What the FRIA is
Art. 27 EU AI Act requires an assessment of the impact on fundamental rights before certain high-risk AI systems are deployed. The FRIA complements a data protection impact assessment, but does not automatically replace it.
Who is particularly affected in the financial sector
Art. 27 particularly covers deployers of high-risk AI systems under Annex III 5(b) and 5(c). For banks and insurers, the FRIA question is therefore especially relevant for creditworthiness assessment of natural persons and for risk assessment and pricing in life and health insurance.

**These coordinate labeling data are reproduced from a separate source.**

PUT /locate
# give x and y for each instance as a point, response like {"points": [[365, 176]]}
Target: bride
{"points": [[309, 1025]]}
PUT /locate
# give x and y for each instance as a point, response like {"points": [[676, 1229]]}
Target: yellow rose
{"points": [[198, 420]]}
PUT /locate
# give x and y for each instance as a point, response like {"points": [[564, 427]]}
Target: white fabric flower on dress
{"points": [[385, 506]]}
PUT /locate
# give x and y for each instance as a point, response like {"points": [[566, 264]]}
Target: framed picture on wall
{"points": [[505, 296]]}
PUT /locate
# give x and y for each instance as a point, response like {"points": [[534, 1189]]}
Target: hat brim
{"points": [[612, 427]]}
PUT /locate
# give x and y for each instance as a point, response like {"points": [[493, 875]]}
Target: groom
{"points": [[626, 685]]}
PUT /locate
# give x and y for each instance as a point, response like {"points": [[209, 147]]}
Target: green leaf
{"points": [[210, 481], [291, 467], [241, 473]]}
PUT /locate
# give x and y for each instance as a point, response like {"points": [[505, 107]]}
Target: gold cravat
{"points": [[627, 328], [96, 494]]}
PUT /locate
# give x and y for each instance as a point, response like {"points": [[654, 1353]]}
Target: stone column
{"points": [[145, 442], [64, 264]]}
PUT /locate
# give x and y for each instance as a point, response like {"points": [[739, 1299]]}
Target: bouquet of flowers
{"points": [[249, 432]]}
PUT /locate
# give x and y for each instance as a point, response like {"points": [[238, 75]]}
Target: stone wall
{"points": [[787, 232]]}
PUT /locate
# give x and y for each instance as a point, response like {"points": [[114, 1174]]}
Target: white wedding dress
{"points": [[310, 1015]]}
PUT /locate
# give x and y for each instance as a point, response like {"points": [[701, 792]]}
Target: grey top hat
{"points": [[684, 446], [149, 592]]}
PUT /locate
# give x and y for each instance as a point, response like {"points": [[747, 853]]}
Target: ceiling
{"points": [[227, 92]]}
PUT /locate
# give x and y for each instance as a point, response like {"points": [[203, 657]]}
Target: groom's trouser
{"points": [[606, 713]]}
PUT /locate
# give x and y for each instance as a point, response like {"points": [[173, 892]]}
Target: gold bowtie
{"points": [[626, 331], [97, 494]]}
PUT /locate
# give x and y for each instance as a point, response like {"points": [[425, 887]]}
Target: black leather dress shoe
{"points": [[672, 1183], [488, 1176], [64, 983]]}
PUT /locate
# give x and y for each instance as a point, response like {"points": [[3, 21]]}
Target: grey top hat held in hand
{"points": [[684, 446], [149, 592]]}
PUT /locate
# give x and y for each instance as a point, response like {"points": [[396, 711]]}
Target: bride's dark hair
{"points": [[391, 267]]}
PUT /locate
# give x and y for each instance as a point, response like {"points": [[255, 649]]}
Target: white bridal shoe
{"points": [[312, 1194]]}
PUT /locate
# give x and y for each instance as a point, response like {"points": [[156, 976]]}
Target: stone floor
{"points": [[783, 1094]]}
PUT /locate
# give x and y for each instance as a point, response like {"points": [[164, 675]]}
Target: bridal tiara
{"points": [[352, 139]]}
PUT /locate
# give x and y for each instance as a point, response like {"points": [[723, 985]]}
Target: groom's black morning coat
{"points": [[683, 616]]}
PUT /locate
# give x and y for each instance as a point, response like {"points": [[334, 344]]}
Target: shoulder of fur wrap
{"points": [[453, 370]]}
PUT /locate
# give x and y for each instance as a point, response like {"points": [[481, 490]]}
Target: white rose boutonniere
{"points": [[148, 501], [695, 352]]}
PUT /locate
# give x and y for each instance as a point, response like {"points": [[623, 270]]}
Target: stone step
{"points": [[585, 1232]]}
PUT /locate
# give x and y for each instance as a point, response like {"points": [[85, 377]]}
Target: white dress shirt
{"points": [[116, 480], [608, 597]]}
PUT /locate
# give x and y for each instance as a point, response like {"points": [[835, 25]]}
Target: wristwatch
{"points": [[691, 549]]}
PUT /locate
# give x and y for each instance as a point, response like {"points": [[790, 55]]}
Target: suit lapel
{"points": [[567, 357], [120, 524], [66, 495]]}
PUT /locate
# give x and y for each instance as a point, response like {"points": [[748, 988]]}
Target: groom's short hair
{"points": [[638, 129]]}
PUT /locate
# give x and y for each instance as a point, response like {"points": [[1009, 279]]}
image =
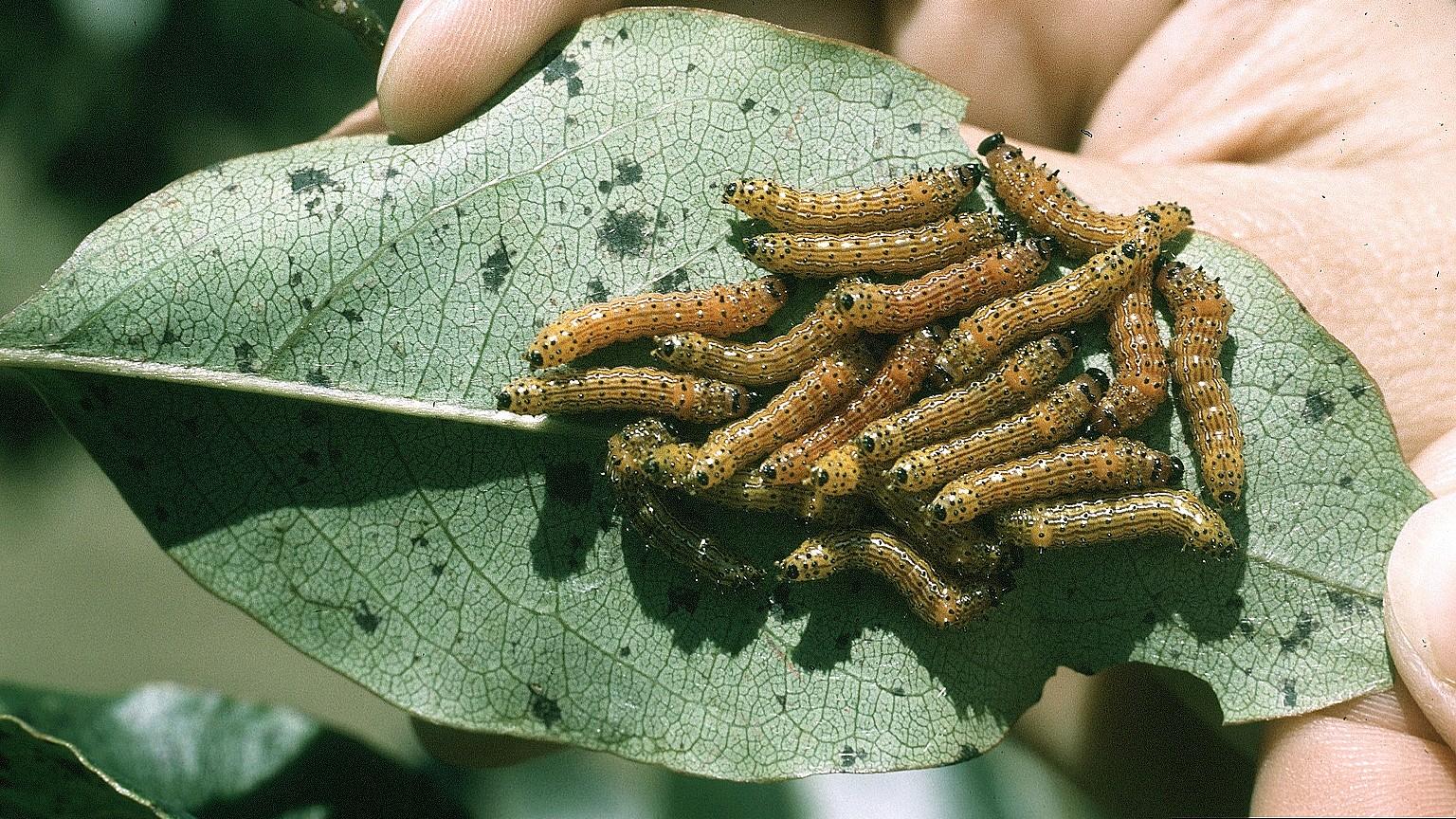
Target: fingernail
{"points": [[399, 32], [1421, 588]]}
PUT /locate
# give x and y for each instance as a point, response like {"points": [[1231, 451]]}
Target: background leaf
{"points": [[168, 751], [273, 358]]}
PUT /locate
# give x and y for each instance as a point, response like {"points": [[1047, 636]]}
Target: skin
{"points": [[1315, 135]]}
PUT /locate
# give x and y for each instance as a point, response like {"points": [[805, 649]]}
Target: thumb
{"points": [[446, 57], [1420, 598]]}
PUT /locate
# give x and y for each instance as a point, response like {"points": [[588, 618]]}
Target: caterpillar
{"points": [[1086, 465], [839, 471], [790, 414], [956, 289], [1200, 327], [1088, 290], [641, 390], [1083, 522], [966, 551], [760, 363], [1043, 425], [888, 390], [907, 251], [651, 518], [721, 311], [912, 200], [671, 465], [1021, 377], [1034, 194], [932, 598]]}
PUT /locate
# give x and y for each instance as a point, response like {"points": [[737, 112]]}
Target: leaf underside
{"points": [[287, 363]]}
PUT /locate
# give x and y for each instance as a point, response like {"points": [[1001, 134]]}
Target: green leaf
{"points": [[287, 365], [168, 751]]}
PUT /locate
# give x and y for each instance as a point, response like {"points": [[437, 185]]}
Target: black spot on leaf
{"points": [[564, 69], [244, 357], [570, 482], [1299, 637], [312, 179], [628, 171], [671, 282], [366, 618], [318, 377], [496, 268], [1317, 407], [597, 292], [543, 708], [624, 233]]}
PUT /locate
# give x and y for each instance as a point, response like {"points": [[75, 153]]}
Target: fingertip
{"points": [[446, 57]]}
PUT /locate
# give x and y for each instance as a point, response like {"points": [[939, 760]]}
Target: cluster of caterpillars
{"points": [[932, 458]]}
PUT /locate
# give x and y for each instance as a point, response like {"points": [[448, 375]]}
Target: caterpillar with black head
{"points": [[956, 289], [1043, 425], [759, 363], [646, 510], [932, 598], [888, 390], [1101, 465], [1019, 379], [909, 251], [912, 200], [996, 327], [1028, 190], [1175, 513], [721, 309], [638, 390], [1200, 327], [790, 414]]}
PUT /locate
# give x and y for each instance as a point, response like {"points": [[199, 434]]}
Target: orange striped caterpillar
{"points": [[1200, 327], [839, 471], [760, 363], [1088, 290], [646, 512], [671, 465], [991, 274], [1035, 195], [888, 390], [907, 251], [1138, 357], [932, 598], [912, 200], [790, 414], [1101, 465], [1021, 377], [1043, 425], [966, 551], [721, 311], [1085, 522], [641, 390]]}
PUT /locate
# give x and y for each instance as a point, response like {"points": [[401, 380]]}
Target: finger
{"points": [[1387, 753], [446, 57], [364, 119], [475, 749], [1325, 233], [1374, 756]]}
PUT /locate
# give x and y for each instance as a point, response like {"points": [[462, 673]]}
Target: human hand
{"points": [[1296, 130]]}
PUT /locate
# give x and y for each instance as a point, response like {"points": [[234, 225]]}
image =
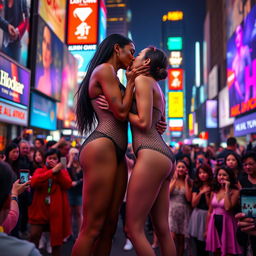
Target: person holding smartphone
{"points": [[247, 180], [221, 226], [50, 210]]}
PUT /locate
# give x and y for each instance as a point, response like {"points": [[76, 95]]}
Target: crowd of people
{"points": [[204, 202], [48, 211], [192, 194]]}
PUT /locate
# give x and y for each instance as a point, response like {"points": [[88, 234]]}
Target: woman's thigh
{"points": [[150, 171], [99, 162]]}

| Annex III | Area | Typical systems |
|---|---|---|
| 5(b) | Access to essential private and public services | AI-supported creditworthiness assessment of natural persons, credit scoring, decision support for loan applications |
| 5(c) | Life and health insurance | AI-supported risk assessment and pricing for natural persons |
| 4 | Employment | HR AI is high-risk relevant; whether private financial institutions have a FRIA obligation must be assessed separately under Art. 27. |
Required contents under Art. 27
- description of the processes in which the AI system is used
- duration and frequency of use
- categories of affected natural persons and groups
- specific fundamental-rights risks in the concrete context
- human oversight measures
- measures if a risk materialises
- after completion: notification of the results to the market surveillance authority using the envisaged template, unless an exemption applies
Fundamental rights relevant to financial services
| Fundamental right | Typical relevance |
|---|---|
| Non-discrimination | Bias in credit, pricing, underwriting or HR processes |
| Protection of personal data | Financial data, health data, creditworthiness data and profiling |
| Right to an effective remedy | Traceability and contestability of AI-supported decisions |
| Human dignity and fair treatment | Avoidance of degrading or fully uncontrolled decisions |
Coordinating FRIA and DPIA
Where personal data is processed and a high risk to individuals exists, a data protection impact assessment under Art. 35 GDPR must also be assessed. Art. 27 EU AI Act expressly provides that the FRIA can complement a DPIA. In practice, a shared analysis process with separately traceable outcomes is sensible.
When the FRIA is prepared
The FRIA must be carried out before the first use of the relevant high-risk AI system and updated if key elements change or are no longer current. For systems already in use, remediation should be included in the AI governance roadmap.